The two best places to hide things you didn’t want official governments to see were Ariadne and Wayfair. The frontier systems were only recently colonized, and there was little government to speak of beyond loose trading and defense treaties between distant settlements. It’s why she was here, after all, so there really wasn’t anything too surprising about Pops having assets on Ariadne as well. But there was more to be suspicious of. Pops was on a medium-sized freighter, lightly armed and with only one escort. That reeked of foolishness to her. There was no reason not to take a bigger ship and to bring a real escort. Why would he venture this far with so little protection?
Sergei was not going to let the opportunity pass, that much was obvious. The imprudent Pirate saw his chance and he was going to take it. Laura wasn’t sure she could fault him for it, either. No matter what was driving Pops this way, the opportunity was simply too good to ignore. Nonetheless, something about it nagged at her.
Pops plays with emotion. He plays your own emotions as well as his. Is this a trap? Is he playing off my ambition? My anger? She wished real battle was as easy as chess. She could do all the math in her head, but these pieces did not always move in accordance with her calculations. She tried to work it out while sitting there in the flag chair, attempting to look bored.
Pops needs cash and manpower. He is getting choked for both so he runs to one of his back-ups. No surprise there. Few bodyguards could mean that he doesn’t trust the regular crews, or that he is trying to keep the trip a secret.
She pondered the other side of the coin as well.
Or, this is a trap. But how does the trap work? Vlad flies in with a capital ship and what? One freighter and a corvette take on the Kalashnikov?
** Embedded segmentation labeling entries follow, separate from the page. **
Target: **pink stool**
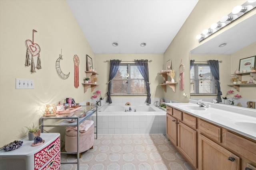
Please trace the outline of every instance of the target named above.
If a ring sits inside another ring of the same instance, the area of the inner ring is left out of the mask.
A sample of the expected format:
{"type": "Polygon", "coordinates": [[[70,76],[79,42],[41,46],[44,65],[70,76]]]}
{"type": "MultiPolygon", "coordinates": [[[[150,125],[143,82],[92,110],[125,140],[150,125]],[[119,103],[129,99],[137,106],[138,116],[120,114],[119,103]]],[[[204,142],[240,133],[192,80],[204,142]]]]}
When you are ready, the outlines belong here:
{"type": "MultiPolygon", "coordinates": [[[[81,153],[93,149],[94,125],[92,124],[84,132],[79,132],[79,158],[81,153]]],[[[77,131],[66,131],[65,133],[65,149],[66,152],[77,151],[77,131]]]]}

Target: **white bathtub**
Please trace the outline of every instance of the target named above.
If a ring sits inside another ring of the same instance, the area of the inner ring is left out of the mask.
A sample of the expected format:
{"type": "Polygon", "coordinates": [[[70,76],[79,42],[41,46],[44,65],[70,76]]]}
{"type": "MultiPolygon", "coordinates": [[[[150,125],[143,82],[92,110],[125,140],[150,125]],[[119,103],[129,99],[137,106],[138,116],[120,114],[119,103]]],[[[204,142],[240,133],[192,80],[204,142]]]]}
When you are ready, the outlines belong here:
{"type": "MultiPolygon", "coordinates": [[[[163,110],[153,105],[134,105],[134,106],[121,106],[121,105],[104,105],[100,108],[98,111],[104,112],[125,112],[125,109],[128,110],[129,107],[132,109],[132,112],[157,112],[162,113],[163,110]]],[[[139,114],[139,113],[138,113],[139,114]]]]}
{"type": "MultiPolygon", "coordinates": [[[[96,126],[96,115],[91,117],[96,126]]],[[[166,112],[153,105],[104,105],[98,112],[98,134],[166,134],[166,112]],[[131,107],[132,111],[125,112],[131,107]],[[134,111],[136,109],[136,111],[134,111]]]]}

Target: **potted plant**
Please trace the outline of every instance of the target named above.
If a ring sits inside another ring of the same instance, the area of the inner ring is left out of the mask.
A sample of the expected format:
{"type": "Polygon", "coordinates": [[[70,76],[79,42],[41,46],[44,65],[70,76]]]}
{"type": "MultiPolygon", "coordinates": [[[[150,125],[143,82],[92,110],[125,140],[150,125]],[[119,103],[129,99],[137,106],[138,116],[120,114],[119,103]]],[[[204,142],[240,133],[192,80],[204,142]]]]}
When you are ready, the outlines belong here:
{"type": "Polygon", "coordinates": [[[36,126],[33,123],[33,125],[29,127],[25,127],[27,128],[27,131],[28,133],[28,140],[29,141],[33,141],[35,136],[40,136],[41,130],[39,129],[39,127],[40,127],[41,125],[42,125],[36,126]]]}
{"type": "Polygon", "coordinates": [[[95,84],[97,84],[97,80],[98,80],[98,78],[96,77],[94,77],[93,78],[93,81],[94,82],[95,84]]]}
{"type": "Polygon", "coordinates": [[[88,83],[90,77],[85,77],[84,78],[84,83],[88,83]]]}

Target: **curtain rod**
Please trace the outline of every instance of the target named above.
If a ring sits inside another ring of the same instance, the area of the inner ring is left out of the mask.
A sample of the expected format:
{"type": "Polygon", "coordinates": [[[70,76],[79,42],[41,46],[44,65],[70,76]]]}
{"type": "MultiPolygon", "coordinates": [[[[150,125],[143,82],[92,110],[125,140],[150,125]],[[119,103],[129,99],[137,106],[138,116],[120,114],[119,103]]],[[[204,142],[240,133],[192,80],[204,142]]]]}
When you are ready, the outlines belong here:
{"type": "MultiPolygon", "coordinates": [[[[106,60],[106,62],[109,62],[110,61],[110,60],[106,60]]],[[[152,60],[149,60],[148,61],[149,63],[152,62],[152,60]]],[[[134,62],[134,61],[122,61],[121,62],[134,62]]]]}

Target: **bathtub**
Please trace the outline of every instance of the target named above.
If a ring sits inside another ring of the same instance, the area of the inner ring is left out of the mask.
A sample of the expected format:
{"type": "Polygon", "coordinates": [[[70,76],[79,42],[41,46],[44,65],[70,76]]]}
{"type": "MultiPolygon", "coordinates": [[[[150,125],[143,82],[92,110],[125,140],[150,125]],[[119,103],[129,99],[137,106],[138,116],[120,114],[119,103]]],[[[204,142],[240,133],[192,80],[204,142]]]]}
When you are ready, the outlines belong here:
{"type": "MultiPolygon", "coordinates": [[[[96,116],[90,118],[96,126],[96,116]]],[[[164,134],[166,133],[166,112],[152,105],[108,105],[98,111],[98,134],[164,134]],[[132,108],[132,111],[125,112],[132,108]],[[136,111],[134,111],[136,109],[136,111]]]]}

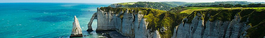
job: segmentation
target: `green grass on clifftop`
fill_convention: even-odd
[[[151,29],[150,32],[154,32],[155,30],[158,30],[163,38],[171,37],[173,34],[175,27],[178,25],[182,19],[188,14],[186,13],[176,14],[163,10],[143,8],[127,9],[106,7],[101,7],[100,9],[107,12],[110,12],[109,11],[113,11],[113,13],[115,14],[119,14],[121,11],[123,11],[123,13],[119,15],[121,16],[120,17],[122,19],[123,14],[127,9],[128,10],[129,13],[134,14],[137,14],[139,11],[141,11],[142,12],[139,13],[144,15],[143,17],[147,19],[146,21],[149,22],[147,26],[148,29]],[[160,32],[159,29],[161,29],[162,27],[165,27],[168,30],[164,32]]]
[[[203,16],[203,17],[201,19],[204,20],[205,22],[208,20],[213,22],[217,20],[231,21],[234,19],[234,17],[236,14],[238,14],[241,17],[240,22],[247,22],[247,20],[248,20],[248,22],[245,24],[251,25],[252,27],[246,30],[248,33],[245,37],[250,38],[262,38],[265,36],[265,34],[262,34],[265,33],[265,30],[264,30],[265,29],[264,9],[221,9],[195,11],[187,16],[187,19],[189,19],[186,22],[186,23],[191,23],[191,21],[193,20],[192,19],[196,15],[197,15],[198,13],[202,14],[201,15]],[[208,14],[210,14],[208,15]],[[209,19],[209,18],[211,19]],[[204,24],[205,25],[205,24]]]

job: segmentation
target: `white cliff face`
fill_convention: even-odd
[[[152,38],[156,37],[154,36],[154,34],[159,35],[159,33],[156,34],[154,32],[150,32],[151,30],[147,29],[149,23],[145,21],[148,19],[143,18],[144,15],[139,14],[142,12],[140,11],[133,12],[136,13],[133,14],[129,13],[127,9],[124,12],[119,11],[120,13],[117,14],[113,13],[116,12],[105,11],[98,8],[97,12],[94,14],[89,23],[89,29],[91,28],[92,22],[96,19],[97,20],[96,32],[116,30],[123,36],[135,38]],[[120,16],[123,17],[121,18]]]
[[[132,37],[132,24],[134,20],[132,13],[129,13],[127,9],[126,12],[123,14],[123,17],[122,21],[122,27],[121,28],[122,30],[122,34],[127,36],[130,36]]]
[[[171,38],[177,38],[177,31],[178,30],[178,26],[176,26],[174,29],[174,32],[173,32],[173,35],[171,37]]]
[[[82,37],[82,29],[79,25],[78,20],[75,16],[74,16],[74,21],[73,22],[73,28],[70,37]]]
[[[111,22],[112,20],[112,19],[113,16],[112,15],[114,12],[110,11],[105,12],[98,8],[97,11],[97,12],[95,13],[98,23],[96,32],[115,30],[114,29],[115,27],[115,26],[113,25],[113,23]]]
[[[90,19],[90,21],[88,23],[88,24],[87,24],[87,27],[88,29],[87,30],[87,31],[92,31],[93,30],[92,29],[92,27],[91,26],[91,25],[92,24],[92,23],[93,22],[93,20],[95,19],[97,19],[97,14],[96,14],[97,13],[95,13],[93,14],[93,16],[92,16],[92,17],[91,17],[91,19]]]
[[[155,34],[153,36],[152,38],[160,38],[160,35],[159,35],[159,33],[157,30],[156,30],[155,31]]]
[[[204,25],[204,22],[206,22],[201,19],[202,17],[201,15],[199,13],[196,14],[192,20],[191,24],[182,22],[178,26],[178,28],[176,31],[177,37],[174,36],[175,34],[173,34],[172,37],[239,38],[242,33],[244,32],[246,34],[246,32],[245,32],[246,30],[250,27],[245,24],[246,22],[240,22],[240,17],[238,14],[231,22],[216,20],[211,22],[208,20],[206,22],[205,25]],[[185,18],[183,20],[188,19]]]
[[[138,12],[140,12],[140,11]],[[140,28],[140,26],[139,26],[140,25],[140,22],[142,20],[141,19],[143,16],[143,15],[139,14],[137,14],[135,15],[135,20],[134,22],[134,33],[135,34],[134,36],[135,38],[141,38],[141,36],[142,36],[140,35],[140,34],[142,34],[140,33],[140,32],[140,32],[139,29]]]

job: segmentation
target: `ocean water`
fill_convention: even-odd
[[[98,37],[102,34],[86,30],[97,8],[110,4],[0,3],[0,38],[69,38],[75,15],[83,35],[89,35],[75,38],[102,38]],[[93,29],[96,29],[97,23],[94,20],[92,24]]]

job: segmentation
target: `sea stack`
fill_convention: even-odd
[[[80,27],[79,22],[76,16],[74,16],[74,21],[73,23],[73,28],[70,37],[83,37],[82,34],[82,29]]]

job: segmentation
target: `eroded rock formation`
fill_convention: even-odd
[[[82,37],[82,29],[76,16],[74,16],[74,21],[73,22],[73,28],[70,37]]]
[[[241,17],[238,14],[234,17],[231,21],[216,20],[204,22],[204,19],[201,19],[203,16],[198,13],[193,19],[191,24],[183,22],[190,19],[183,19],[181,23],[177,26],[178,27],[177,30],[174,31],[174,32],[177,32],[176,36],[173,34],[172,37],[239,38],[241,34],[250,27],[250,26],[245,24],[246,22],[240,22]],[[205,25],[204,23],[206,23]]]
[[[150,32],[150,30],[148,29],[149,23],[145,21],[148,19],[143,18],[144,15],[139,13],[141,11],[130,13],[127,9],[120,11],[106,10],[98,8],[97,12],[94,14],[88,24],[88,28],[91,28],[90,26],[91,26],[91,21],[97,19],[96,32],[116,31],[123,36],[135,38],[151,38],[155,35],[159,35],[158,32]],[[117,12],[118,13],[115,13]]]

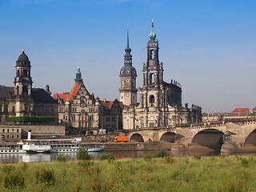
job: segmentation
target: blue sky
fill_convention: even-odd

No chance. Maybe an ambush? No, Vlad would spot any other ships in the area, and spoofing registrations doesn’t work on him.
It made no sense. If it was a trap, it was a terrible one. The Kalashnikov would wipe the floor with the Chairman’s escort and that cargo ship had a crew of less than twelve men. Sergei would have five or six hundred pirates and a hold full of Sasori to deploy. It would be a massacre.
She didn’t like it, but she was starting to agree with Sergei. This was one of those opportunities that had to be exploited. Boldness came naturally to the pirate, but it was a new paradigm for Laura. She made a decision and looked up.
“Captain?”
“Aye, ma’am?”
“Would you please set course for the Vespers Gate. Advise the crew that we will rendezvous with Commodore Vladivostok there, and I would prefer it if they do not antagonize him.”
Her fingers darted along the surface of her DataPad and she quickly sent a message over to the comms officer. “Also, I would like this transferred to the Commodore on the next carrier beam, please.”
“Aye ma’am,” the captain responded coolly, then added, “You have the flag, ma’am, you don’t have to ask.”
“Somebody once told me that just saying things politely was not the same thing as being polite,” she smiled, “Don’t let my demeanor fool you, Captain.”
That elicited a genuine chortle from the officer, “Well said, ma’am. Understood. Helm?”
“Aye sir?” a baby-faced officer at the nav console barked in response.
“Make your course for Vespers Station, all available speed.”
“Vespers Station, aye. Flank speed, aye. On your mark sir.”
“Tally ho, ensign,” the captain was still chuckling as the ship accelerated sharply.